Pour parvenir à ses fins, Squarcini est allé jusqu’à solliciter, à de multiples reprises, Patrick Calvar, son remplaçant à la tête du renseignement intérieur. L’enquête révèle ainsi que, en juin 2013, le « Squale » demande un coup de main à son successeur pour régulariser les séjours de deux femmes russes et de leurs enfants sur le territoire français. Du temps de sa splendeur, Squarcini était déjà intervenu cinq fois en leur faveur. Entendu comme témoin (une situation inédite), Patrick Calvar reconnaît avoir accepté de faire la démarche, mais à titre exceptionnel. Qui sont ces deux Russes, résidant à Nice ? Des proches d’Alexandre Djouhri, un homme d’affaires lié aux plus gros contrats de la République, et qui se trouve aujourd’hui au centre d’une enquête sur le supposé financement libyen de la campagne de Sarkozy en 2007. Pourquoi protéger ces deux femmes, membres de la belle-famille de Djouhri ? « Affaire réservée », a opposé Bernard Squarcini aux questions des policiers, comme s’il était toujours chargé de protéger un mystérieux intérêt de l’Etat.
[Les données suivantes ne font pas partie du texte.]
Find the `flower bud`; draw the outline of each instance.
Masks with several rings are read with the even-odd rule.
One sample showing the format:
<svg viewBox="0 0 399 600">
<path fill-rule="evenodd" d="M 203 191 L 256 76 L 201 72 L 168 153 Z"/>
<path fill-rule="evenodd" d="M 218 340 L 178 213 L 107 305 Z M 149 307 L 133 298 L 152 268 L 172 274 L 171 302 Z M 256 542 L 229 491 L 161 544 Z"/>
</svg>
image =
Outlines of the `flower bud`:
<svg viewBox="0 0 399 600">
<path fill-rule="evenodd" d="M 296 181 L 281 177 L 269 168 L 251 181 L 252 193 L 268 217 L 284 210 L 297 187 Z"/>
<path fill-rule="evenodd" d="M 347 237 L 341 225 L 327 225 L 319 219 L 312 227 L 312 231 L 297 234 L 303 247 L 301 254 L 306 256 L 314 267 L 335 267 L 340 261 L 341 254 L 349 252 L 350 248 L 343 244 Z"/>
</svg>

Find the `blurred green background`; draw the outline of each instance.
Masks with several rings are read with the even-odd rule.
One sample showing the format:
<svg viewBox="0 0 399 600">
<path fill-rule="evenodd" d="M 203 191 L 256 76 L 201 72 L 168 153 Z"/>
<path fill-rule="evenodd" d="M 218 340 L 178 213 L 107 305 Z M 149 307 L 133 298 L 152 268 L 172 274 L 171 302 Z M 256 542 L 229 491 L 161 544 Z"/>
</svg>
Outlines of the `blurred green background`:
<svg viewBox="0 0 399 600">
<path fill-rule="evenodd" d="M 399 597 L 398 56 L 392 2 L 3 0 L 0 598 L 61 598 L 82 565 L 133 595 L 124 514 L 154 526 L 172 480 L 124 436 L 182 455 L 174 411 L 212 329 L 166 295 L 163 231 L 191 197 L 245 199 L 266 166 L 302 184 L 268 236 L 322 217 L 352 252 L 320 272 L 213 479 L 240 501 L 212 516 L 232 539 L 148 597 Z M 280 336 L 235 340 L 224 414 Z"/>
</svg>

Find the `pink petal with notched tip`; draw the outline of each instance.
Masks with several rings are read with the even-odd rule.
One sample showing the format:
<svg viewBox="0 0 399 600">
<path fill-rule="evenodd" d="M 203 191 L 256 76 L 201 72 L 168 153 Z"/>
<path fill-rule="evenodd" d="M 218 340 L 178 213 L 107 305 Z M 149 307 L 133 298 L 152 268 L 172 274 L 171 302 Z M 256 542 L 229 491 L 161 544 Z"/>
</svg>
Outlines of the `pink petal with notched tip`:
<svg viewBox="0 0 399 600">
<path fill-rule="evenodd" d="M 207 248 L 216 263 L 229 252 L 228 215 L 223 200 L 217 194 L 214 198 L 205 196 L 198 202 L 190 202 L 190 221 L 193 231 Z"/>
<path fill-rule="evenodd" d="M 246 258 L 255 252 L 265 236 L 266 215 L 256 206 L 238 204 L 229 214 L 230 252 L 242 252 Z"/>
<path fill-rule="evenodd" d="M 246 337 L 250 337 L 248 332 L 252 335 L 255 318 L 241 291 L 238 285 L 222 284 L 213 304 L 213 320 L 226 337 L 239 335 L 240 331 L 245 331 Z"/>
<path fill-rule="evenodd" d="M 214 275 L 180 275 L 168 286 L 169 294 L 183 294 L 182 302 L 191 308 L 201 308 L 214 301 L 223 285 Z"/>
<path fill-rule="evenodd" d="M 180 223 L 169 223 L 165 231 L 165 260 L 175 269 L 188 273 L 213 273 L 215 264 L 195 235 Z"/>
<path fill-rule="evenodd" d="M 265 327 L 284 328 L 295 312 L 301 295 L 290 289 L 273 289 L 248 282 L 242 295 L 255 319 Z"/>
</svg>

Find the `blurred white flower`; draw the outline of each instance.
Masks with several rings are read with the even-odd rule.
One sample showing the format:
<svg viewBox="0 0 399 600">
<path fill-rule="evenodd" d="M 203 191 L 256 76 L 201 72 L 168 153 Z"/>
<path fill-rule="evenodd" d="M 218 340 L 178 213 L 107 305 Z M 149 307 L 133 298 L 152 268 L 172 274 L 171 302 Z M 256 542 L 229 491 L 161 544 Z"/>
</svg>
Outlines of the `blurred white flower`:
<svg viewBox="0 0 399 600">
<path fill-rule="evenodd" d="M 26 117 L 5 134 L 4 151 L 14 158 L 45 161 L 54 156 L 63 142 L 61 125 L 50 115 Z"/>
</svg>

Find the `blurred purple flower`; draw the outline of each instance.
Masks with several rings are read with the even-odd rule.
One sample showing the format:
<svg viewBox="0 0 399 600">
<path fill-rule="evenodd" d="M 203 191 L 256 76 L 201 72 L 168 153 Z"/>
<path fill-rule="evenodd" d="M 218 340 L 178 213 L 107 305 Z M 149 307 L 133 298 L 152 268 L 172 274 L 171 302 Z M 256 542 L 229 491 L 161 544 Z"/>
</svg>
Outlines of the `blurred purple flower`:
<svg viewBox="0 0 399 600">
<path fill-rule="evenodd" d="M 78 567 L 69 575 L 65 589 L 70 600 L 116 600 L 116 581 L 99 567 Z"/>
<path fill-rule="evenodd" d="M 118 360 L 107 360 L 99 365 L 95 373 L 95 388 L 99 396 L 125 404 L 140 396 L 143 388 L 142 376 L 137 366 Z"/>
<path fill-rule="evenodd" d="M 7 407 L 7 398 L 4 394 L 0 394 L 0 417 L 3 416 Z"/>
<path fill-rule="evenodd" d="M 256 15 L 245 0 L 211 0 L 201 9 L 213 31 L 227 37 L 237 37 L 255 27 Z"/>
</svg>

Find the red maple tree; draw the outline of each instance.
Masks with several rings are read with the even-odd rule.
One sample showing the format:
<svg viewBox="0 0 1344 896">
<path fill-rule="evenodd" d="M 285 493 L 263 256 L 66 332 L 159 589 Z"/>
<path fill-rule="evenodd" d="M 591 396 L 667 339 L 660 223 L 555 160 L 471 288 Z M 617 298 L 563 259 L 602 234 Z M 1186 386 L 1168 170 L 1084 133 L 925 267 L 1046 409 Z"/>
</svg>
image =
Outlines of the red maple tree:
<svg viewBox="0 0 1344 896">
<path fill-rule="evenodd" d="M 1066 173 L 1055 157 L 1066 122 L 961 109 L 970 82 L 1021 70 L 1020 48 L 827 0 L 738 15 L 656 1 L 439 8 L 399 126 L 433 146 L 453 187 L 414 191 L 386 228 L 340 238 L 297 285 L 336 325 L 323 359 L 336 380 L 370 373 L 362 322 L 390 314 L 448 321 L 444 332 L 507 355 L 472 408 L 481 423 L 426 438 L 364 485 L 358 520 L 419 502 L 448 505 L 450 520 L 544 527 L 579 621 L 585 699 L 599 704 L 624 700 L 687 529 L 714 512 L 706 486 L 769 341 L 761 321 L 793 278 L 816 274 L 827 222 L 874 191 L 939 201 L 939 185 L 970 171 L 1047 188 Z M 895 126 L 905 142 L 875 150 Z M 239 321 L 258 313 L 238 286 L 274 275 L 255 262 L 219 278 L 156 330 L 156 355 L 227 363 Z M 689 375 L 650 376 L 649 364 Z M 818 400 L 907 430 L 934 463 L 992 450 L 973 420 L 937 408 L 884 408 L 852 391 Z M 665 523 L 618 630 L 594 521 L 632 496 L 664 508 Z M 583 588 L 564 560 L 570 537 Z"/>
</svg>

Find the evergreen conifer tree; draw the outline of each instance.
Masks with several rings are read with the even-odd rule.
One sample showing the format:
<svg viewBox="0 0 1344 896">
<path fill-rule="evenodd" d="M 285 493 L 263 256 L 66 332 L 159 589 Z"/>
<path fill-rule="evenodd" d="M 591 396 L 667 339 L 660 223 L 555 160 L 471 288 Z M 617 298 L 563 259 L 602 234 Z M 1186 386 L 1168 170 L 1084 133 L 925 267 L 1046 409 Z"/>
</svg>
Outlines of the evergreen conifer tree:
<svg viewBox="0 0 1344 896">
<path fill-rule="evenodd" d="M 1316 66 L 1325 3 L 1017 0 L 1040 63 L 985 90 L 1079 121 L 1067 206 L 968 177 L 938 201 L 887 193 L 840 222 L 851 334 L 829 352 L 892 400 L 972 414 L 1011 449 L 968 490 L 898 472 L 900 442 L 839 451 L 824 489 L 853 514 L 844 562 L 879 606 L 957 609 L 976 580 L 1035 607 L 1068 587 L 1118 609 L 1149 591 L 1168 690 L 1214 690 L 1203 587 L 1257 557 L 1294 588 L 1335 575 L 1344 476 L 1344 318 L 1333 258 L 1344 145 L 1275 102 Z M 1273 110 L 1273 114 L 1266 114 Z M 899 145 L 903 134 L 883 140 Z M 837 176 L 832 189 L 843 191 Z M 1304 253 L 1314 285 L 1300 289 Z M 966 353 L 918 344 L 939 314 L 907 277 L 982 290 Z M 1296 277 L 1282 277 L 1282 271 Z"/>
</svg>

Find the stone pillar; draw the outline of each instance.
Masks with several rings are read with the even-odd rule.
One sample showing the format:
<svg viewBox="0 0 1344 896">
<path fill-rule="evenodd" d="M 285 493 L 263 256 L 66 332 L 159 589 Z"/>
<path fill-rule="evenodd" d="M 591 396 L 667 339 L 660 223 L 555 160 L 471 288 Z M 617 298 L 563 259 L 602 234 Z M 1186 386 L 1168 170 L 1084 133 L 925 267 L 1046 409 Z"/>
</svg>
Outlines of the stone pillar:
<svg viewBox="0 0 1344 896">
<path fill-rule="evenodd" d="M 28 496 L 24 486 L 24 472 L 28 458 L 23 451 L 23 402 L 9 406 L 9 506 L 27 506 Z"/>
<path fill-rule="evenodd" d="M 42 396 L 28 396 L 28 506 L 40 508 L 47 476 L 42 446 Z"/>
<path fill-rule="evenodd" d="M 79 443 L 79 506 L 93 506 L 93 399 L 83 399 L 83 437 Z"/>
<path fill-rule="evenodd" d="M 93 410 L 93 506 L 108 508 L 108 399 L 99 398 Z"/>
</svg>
Dans le bureau du « Squale », les enquêteurs ont également découvert un dossier au nom d’Andreï Skoch, oligarque russe classé 18e fortune du pays. Grâce à la complicité d’un commissaire de la DGSI, qui continuait à l’appeler « chef », Squarcini aurait tenté de faire disparaître la fiche S de ce personnage trouble, à qui la presse russe attribue des liens avec la mafia, des trafiquants d’armes et un baron de la drogue d’Asie centrale. En octobre 2015, le commissaire ami de Squarcini effectue de multiples recherches sur Skoch dans les dossiers de la DGSI. Et, en décembre 2015, comme par magie, la fiche S au nom de Skoch n’existe plus. En deux mois, l’homme n’était donc plus considéré comme une menace pour la sûreté de l’Etat… Qui a oeuvré en sa faveur ? Bernard Squarcini jure que ce n’est pas lui. De nouvelles investigations sont en cours pour le déterminer.
Les manoeuvres de Squarcini ne sont pas toujours aussi énigmatiques. En 2013, puis en 2014, ce dernier a ainsi réalisé des rapports sur l’opposant kazakh Moukhtar Abliazov, à partir d’informations transmises par un agent des services français. Il les a ensuite vendues à une société étrangère d’intelligence économique, Arcanum. Quelques mois plus tard, Arcanum a définitivement embauché le « Squale ».